Since the earliest days of aviation, effective communication between ground staff and pilots has been a key component of safe flying of aircraft.
Every information the pilot might get or share with the ground staff can be crucial, and it might save the lives of both the aviation personnel and the passengers.
Although aviation communication seems to be a very simple thing to do now, it was one of the most complicated things during the early stages of aviation. Since December 17th, 1903, when the Wright brothers made the first successful flight in history, communication with pilots in the air has been a real challenge.
Visual aids like colored paddles, signal flares, and hand signs were used at the beginning as means of communication. However, the first air-to-ground radio communication used Morse code and operators used short signals in order to save time.
In the times when messages were sent via telegraph (in Morse code), one of those short signals that were used was the letter “R”, as an abbreviation for “received.” This meant that pilots confirmed that they had received the message and the instructions.
But what about flying at night? How did the pilots communicate with ground staff when they started flying at night? Nowadays we can book flights anytime we want, but this was not the case in the early stages of aviation. Finding visual landmarks at night was not an easy task and something that would change that had to be done.
American pilot Jack Knight made the first successful overnight air mail connection in the United States on February 22nd, 1921, but without effective communication, this would be impossible for him. Thanks to the signal fires along the flight path lit by post office employees, airfield managers, and even local farmers, Knight was able to succeed and by doing that he also secured himself a place in history.

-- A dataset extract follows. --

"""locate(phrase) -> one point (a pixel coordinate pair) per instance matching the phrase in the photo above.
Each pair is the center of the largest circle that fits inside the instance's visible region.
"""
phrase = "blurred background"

Aviation communication is not just an important and essential subject, but it also has a fascinating history. At some point in our lives, we have all heard a pilot using the word “Roger.” Some of us have heard it in real life, but most people know that pilots often use that word from movies and television.
Anyone who has watched the 1980 American satirical parody film “Airplane” probably remembers the following quote:
Co-Pilot Roger Murdock (to Capt. Oveur): We have clearance, Clarence.
Capt. Oveur: Roger, Roger. What’s our vector, Victor?
But why do pilots use the word “Roger” and what does it mean? When pilots stopped using “Morse” code and switched to voice operation, they used the word “Roger,” which was the phonetic designation for the letter “R,” which was previously the abbreviation for “received.”
“Roger” became the designation for R in 1927 as part of the first phonetic alphabet, developed by the International Telegraph Union. But why they didn’t use received instead of “Roger?” It was 1943 when the term became popular, and there is a logical explanation why. Not everyone spoke English during World War II, and the term became part of the international ‘aviation language.’
The British and American military used the following phonetic alphabet during World War II:
“Able, Baker, Charlie, Dog, Easy, Fox, George, How, Item, Jig, King, Love, Mike, Nan, Oboe, Peter, Queen, Roger, Sugar, Tare, Uncle, Victor, William, X-ray, Yoke, Zebra.”
Both the British and American military used “Roger” frequently during the war, and in 1957 it was replaced by “Romeo,” but by 1957 “Roger” was already synonymous with received.
Today, “Romeo” is a part of the phonetic alphabet, which is adopted worldwide:
“Alpha, Bravo, Charlie, Delta, Echo, Foxtrot, Golf, Hotel, India, Juliet, Kilo, Lima, Mike, November, Oscar, Papa, Quebec, Romeo, Sierra, Tango, Uniform, Victor, Whiskey, X-Ray, Yankee, Zulu.”
But what do pilots actually mean when they use the words “Roger Wilco?” We now know what “Roger” means and “Wilco” is just the short form of “will comply.”